Sample chapter from Stanislavski Never Wore Tap Shoes (Musical Theater Acting Craft). You can find your copy HERE.

Trick Seven

§  DON’T upstage fellow actors. Don’t always position yourself one to three steps “up” of scene partners (toward the back of the stage.) This is amateurish and irks professional coworkers.

§  DON’T take tiny steps every time you say a line, particularly not upstage. Again, this is the mark of the amateur. Plant your feet, and stand still while speaking or listening.

§  DON’T meander on the musical stage. If you’re going to move, move! Then make your cross, cement yourself in that spot, and listen or speak your lines. Stop milling about.

§  DON’T sigh or exhale and then talk. Like the declarative statement, this habit immediately releases energy from a scene. If you must exhale or sigh, do it ON your line, not before or after. Color your speech with it.

§  For the same reason as above, DON’T slap your thighs with both hands as an acting choice. The only reason Jimmy Durante made this work was because he used it as a rim-shot after a joke. Don’t slap your thighs.

§  DON’T mimic another actor’s energy or movement style. If your scene partner moves about a great deal in a scene, take the separate path. Choose stillness…few do.

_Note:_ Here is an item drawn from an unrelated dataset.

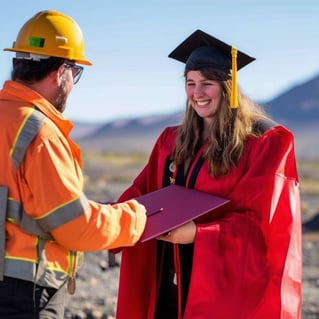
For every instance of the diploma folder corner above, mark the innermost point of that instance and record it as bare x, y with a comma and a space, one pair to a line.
173, 206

§  Unless specifically directed, DON’T use as an acting choice, “I’m not going to listen,” “I don’t really care,” or “my scene partner doesn’t interest me.” Don’t say “no” to onstage opportunity by playing indifferent or bored. Instead, find reasons to be fascinated and riveted to all scene action.

§  DON’T be the last actor off-book. Instead, be the first memorized.

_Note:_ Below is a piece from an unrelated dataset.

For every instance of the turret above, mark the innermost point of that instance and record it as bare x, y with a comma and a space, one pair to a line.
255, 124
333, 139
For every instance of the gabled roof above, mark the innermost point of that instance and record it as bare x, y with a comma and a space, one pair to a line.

§  DON’T come to rehearsal looking like a bag lady or bum. Don’t wear cargo shorts, ratty tennis shoes and a “Joe’s Pub” T-shirt. Don’t wear flip-flops. Shave, comb your hair and wear something presentable. Producers and creative staffs offer jobs. Their eyes and admiration are drawn to well-dressed professionals, not vagrants.

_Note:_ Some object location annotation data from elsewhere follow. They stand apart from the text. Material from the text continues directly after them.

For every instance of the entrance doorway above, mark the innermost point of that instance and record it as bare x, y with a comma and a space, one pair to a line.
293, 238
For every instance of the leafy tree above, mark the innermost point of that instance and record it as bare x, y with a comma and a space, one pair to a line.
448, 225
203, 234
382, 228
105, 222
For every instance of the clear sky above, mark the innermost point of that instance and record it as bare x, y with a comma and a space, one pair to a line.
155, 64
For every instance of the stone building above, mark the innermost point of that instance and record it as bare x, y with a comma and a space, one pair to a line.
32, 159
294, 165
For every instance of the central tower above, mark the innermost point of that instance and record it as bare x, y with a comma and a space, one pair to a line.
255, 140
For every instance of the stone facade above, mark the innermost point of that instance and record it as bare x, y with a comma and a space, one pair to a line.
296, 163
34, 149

§  When offered direction, DON’T let your first question be, “Why?” Figuring out why is your job. If after several attempts at the scene you can’t figure it out, then ask.

§  DON’T blather on in rehearsal about your character. Nobody cares about your motivations, acting technique or why your character needs do this and that. If you wish to make a point, talk about the scene or argue direction, state your case and do it concisely. Time is money. Don’t waste it.

§  In rehearsal rooms, DON’T forget to turn off your phone. Must we endure another poignant love scene pierced by someone’s rhumba bell-tone ring?

§  DON’T continually talk about how worried you are that your performance isn’t working, how much your body hurts or how sick you are. We all ache, get sick and are all terrified of being less than brilliant. Welcome to the club. Just hush up about it. You’ll be fine onstage, and soon you’ll get over that cold or sprained ankle.

§  DON’T constantly show up one, two or ten minutes late for rehearsal or half-hour call. If you’re going to be late, even by thirty seconds, call your stage manager!

§  DON’T be frivolous with your body mike and pack. This stuff costs big bucks. Don’t drag it on the ground, get it wet, step on it, cover it with hairspray or goop it up with gel.

§  DON’T warm-up your voice in the dressing room. Nobody wants to hear your arpeggios.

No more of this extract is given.